Study limitations are a small sample size and the exclusion of some participants who were unable to undergo MRI could potentially influence the representativeness of our sample. The numbers of errors made by participants in reciting alternate alphabets was not recorded, and could therefore not be considered in the statistical analyses. Lacunar infarcts, brain atrophy or medication use were not included in the study, which are factors that could potentially affect gait. Furthermore, we focussed solely on fractional anisotropy measures for the present analyses. While FA is highly sensitive to microstructural changes, future studies should also use multiple diffusion tensor measures to better characterize the tissue microstructure. The addition of functional MRI could further clarify the influence of microstructural lesions in the central nervous system on single and dual task gait impairments in older people.

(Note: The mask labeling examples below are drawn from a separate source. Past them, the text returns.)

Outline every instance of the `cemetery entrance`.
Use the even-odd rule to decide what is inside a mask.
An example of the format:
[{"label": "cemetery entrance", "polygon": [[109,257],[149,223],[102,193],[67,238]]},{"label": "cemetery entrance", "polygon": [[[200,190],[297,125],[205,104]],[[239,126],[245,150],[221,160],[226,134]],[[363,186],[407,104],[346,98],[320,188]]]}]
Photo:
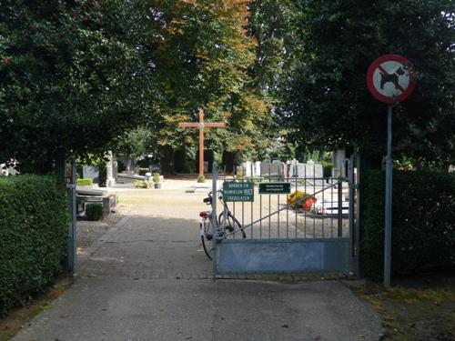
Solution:
[{"label": "cemetery entrance", "polygon": [[[347,171],[339,177],[324,177],[320,164],[239,167],[233,179],[225,180],[220,201],[212,206],[218,227],[229,214],[238,222],[213,244],[214,276],[350,273],[353,156],[345,165]],[[214,181],[217,177],[214,166]]]}]

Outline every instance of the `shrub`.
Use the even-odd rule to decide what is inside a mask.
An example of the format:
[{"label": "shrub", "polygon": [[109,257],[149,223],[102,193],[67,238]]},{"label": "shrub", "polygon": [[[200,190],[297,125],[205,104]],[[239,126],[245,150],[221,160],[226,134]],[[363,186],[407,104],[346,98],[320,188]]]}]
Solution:
[{"label": "shrub", "polygon": [[145,180],[136,180],[135,188],[148,188],[148,183]]},{"label": "shrub", "polygon": [[92,186],[93,185],[93,179],[86,179],[86,178],[80,178],[76,180],[76,184],[77,186]]},{"label": "shrub", "polygon": [[86,205],[86,217],[87,220],[99,220],[104,216],[103,204],[90,203]]},{"label": "shrub", "polygon": [[0,177],[0,315],[63,271],[67,205],[65,186],[52,176]]},{"label": "shrub", "polygon": [[[365,190],[365,276],[383,275],[385,175],[370,172]],[[393,174],[391,271],[410,275],[455,266],[455,175]]]}]

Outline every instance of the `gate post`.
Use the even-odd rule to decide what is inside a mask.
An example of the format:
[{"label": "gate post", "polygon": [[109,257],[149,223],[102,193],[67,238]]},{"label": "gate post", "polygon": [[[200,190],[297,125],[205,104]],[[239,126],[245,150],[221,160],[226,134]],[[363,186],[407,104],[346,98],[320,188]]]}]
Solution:
[{"label": "gate post", "polygon": [[[356,183],[354,178],[354,154],[350,155],[348,162],[348,184],[349,185],[349,239],[351,246],[351,259],[352,261],[357,256],[356,247],[354,245],[355,236],[354,236],[354,206],[355,206],[355,195],[356,195]],[[351,269],[353,270],[353,263],[351,264]]]},{"label": "gate post", "polygon": [[68,271],[71,276],[75,276],[76,273],[76,240],[77,240],[77,226],[76,226],[76,158],[71,157],[71,166],[69,175],[66,176],[66,188],[68,192],[69,202],[69,216],[71,224],[68,233]]},{"label": "gate post", "polygon": [[217,193],[217,180],[218,177],[218,167],[217,165],[217,161],[213,162],[212,166],[212,249],[213,249],[213,278],[216,278],[217,274],[217,201],[218,199]]}]

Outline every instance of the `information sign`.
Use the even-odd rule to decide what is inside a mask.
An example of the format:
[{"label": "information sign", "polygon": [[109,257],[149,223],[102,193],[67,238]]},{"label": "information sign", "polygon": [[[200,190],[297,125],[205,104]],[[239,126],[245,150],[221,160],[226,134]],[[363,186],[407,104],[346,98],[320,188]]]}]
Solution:
[{"label": "information sign", "polygon": [[288,195],[289,193],[290,193],[289,183],[259,184],[259,195]]},{"label": "information sign", "polygon": [[254,201],[254,184],[252,182],[227,181],[223,184],[223,200]]}]

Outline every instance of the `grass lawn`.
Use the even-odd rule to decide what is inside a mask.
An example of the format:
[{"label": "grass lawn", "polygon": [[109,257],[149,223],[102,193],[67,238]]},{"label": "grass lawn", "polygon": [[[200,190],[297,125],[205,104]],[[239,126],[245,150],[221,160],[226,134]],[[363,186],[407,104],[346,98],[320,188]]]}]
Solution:
[{"label": "grass lawn", "polygon": [[419,278],[388,290],[367,282],[358,294],[383,318],[390,341],[455,341],[455,276]]}]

In conclusion, greater deep WMH volumes were associated with slower walking speed under dual-task conditions, and this relationship was mediated in part by executive function. Furthermore, both cerebellum and cingulum are related to dual-task walking due to their role in motor skill performance and attention, respectively. Increased WM hyperintensity volumes and reduced WM integrity are markers of small vessel disease (Basile et al. 2006). Early vascular management and interventions, such as treating high blood pressure, should remain a primary health care priority (Mancia et al. 2009). It has potential to slow down WMH progression (Dufouil et al. 2005) and might therefore also reduce age-related gait impairment. Considering the mediating effect of cognitive function on the association of WMHs and gait, it might be possible to improve daily gait with cognitive training, as proposed by preliminary findings (Verghese et al. 2010). Cognitive training and risk factor management of small vessel disease may be protective against age-related gait abnormality. Moreover, dual-task walking exercises need to be considered as an integral part of fall prevention programs in non-demented older people, as they can trigger the central and peripheral nervous system, and possibly postpone the rate of deterioration in the central and peripheral nervous system.